La première pierre de la vaste usine de fenêtres et baies vitrées K-Line, qui s'étendra sur 450 mètres de long (48.500 m² de bâtiments au total, bureaux compris) vient d'être posée en février, près de Lyon. Après avoir obtenu son permis de construire au printemps 2015, puis l'autorisation d'exploitation à la fin de l'été, la filiale du groupe Liébot a enchaîné sur les travaux de terrassements du futur site, situé dans l'Ain, précisément sur la commune de Saint-Vulbas. Fin des travaux prévue l'an prochain, pour une mise en service début 2018. Revendiquant une place de leader français de la fenêtre aluminium, K-Line (950 salariés, 248 millions d'euros de CA) vise une capacité de production initiale de 2.500 fenêtres, contre un potentiel de 10.000 par semaine en Vendée, où elle compte quatre usines aux Herbiers.
300 créations d'emplois
Un projet d'envergure puisque pas moins de 62 millions d'euros d'investissement vont être débloqués pour cette opération d'envergure, bâtiments, machines et process inclus.
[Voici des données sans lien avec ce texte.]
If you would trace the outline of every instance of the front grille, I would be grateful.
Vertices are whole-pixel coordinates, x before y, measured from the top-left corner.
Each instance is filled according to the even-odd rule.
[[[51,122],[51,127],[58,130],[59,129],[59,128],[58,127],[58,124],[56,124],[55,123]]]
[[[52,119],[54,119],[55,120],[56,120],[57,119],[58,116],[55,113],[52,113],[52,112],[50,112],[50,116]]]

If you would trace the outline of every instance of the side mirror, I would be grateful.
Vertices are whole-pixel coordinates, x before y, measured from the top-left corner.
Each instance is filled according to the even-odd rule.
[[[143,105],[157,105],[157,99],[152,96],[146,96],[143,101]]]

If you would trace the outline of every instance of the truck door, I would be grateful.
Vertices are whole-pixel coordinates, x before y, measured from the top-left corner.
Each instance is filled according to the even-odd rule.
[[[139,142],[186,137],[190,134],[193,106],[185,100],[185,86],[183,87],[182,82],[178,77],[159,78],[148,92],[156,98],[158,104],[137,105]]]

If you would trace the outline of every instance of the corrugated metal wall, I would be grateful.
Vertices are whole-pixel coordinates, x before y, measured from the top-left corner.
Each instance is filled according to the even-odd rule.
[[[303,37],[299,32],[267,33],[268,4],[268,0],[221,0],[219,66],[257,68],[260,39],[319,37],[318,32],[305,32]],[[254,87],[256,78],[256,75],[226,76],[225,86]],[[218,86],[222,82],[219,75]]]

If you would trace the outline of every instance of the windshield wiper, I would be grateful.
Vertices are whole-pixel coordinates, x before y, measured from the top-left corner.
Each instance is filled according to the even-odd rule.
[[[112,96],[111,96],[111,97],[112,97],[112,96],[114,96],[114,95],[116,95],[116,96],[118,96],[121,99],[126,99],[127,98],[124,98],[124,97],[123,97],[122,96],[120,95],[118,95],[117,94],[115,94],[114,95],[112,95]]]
Une centaine de personnes vont être recrutées d'ici le démarrage, en commençant par les cadres dès à présent. À la faveur de la montée en puissance de l'usine, l'effectif devrait atteindre les 300 personnes à l'horizon 2020. L'enjeu pour K-Line ? « Se rapprocher des zones à fort potentiel de croissance pour l'entreprise », comme Rhône-Alpes, et Paca, « tout en rationalisant ses flux industriels et logistiques vers l'Est » précise-t-on dans un communiqué.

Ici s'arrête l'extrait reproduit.